EVARDONE EVENTUALLY became Malaya’s senior political reporter and columnist, covering the House of Representatives. Macasaet says Evardone became quite close to then House Speaker Ramon Mitra Jr., himself a former journalist.
But it was then Pangasinan congressman Oscar Orbos who in 1990 recruited Evardone to be an assistant secretary at the Department of Transportation and Communications, which Orbos had been tapped to head. Evardone also joined Orbos at the Palace when then President Corazon Aquino appointed the latter as executive secretary.
Orbos quit the Cabinet in July 1991, while Evardone went on to become a PR consultant for several companies and institutions. According to an official write-up on him, he later “set up several companies mostly in the telecommunications industry,” including one based in Hong Kong. But somehow he found his way back to politics, and ran for governor of Eastern Samar for the first time in 2004.

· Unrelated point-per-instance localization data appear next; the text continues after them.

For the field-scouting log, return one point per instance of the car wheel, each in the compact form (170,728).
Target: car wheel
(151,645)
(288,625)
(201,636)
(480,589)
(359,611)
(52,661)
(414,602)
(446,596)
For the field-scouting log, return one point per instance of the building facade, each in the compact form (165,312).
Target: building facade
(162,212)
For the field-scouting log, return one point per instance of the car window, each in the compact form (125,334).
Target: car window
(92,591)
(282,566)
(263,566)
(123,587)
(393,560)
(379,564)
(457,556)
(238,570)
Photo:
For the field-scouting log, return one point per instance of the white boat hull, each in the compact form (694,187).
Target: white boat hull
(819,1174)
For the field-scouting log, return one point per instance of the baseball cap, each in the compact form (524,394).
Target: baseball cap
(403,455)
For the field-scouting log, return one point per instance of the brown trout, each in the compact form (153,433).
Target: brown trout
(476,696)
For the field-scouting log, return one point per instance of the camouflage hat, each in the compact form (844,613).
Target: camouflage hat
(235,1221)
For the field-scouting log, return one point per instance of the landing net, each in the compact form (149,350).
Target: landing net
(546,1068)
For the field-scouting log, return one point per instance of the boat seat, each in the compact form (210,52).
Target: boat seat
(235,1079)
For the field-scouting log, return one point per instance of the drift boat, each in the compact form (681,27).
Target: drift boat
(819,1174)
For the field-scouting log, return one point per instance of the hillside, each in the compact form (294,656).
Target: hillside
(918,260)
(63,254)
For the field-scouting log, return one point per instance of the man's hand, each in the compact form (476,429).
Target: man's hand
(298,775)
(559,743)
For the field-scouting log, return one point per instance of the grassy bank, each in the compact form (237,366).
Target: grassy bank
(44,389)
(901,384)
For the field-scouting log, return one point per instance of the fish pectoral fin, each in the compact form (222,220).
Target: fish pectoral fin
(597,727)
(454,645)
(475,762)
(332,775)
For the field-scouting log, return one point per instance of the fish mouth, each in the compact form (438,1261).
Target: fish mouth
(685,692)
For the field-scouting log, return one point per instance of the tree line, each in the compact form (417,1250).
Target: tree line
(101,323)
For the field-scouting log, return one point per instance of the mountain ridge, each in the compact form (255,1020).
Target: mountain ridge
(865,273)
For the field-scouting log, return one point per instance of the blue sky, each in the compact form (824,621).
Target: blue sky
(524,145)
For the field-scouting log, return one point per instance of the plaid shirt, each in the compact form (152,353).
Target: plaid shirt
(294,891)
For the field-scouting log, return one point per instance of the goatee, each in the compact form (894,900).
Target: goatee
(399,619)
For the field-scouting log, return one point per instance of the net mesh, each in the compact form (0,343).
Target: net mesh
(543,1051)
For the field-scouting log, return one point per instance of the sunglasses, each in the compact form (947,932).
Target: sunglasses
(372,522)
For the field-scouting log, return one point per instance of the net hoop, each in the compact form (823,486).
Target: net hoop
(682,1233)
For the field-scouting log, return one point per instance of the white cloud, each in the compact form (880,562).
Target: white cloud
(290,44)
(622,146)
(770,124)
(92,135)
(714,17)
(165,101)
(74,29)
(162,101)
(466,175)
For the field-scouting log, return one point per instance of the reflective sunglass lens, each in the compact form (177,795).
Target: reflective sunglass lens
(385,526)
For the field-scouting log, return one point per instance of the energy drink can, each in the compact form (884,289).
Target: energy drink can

Yet Orbos seems to be less than pleased with what Evardone has achieved. Refusing to be called the governor’s mentor, he told PCIJ in a recent interview, “Excuse me. I just recruited him. After that, people walk their own walk.”
“He must have been an idealist in his younger years,” observes a media strategist of Evardone, “but he embraced politics too much.”
The governor’s former college mate, for his part, says he was not surprised at all when he heard that Evardone was somehow involved in the Palace fiasco. But he says the father of two “is a good person” who is merely trying to “survive politics” for his constituents. He adds that Evardone is the type people cling to when they are desperate.
“He won’t die for them,” says Evardone’s ex-schoolmate. “He’s too smart for that, but he will achieve the objective.”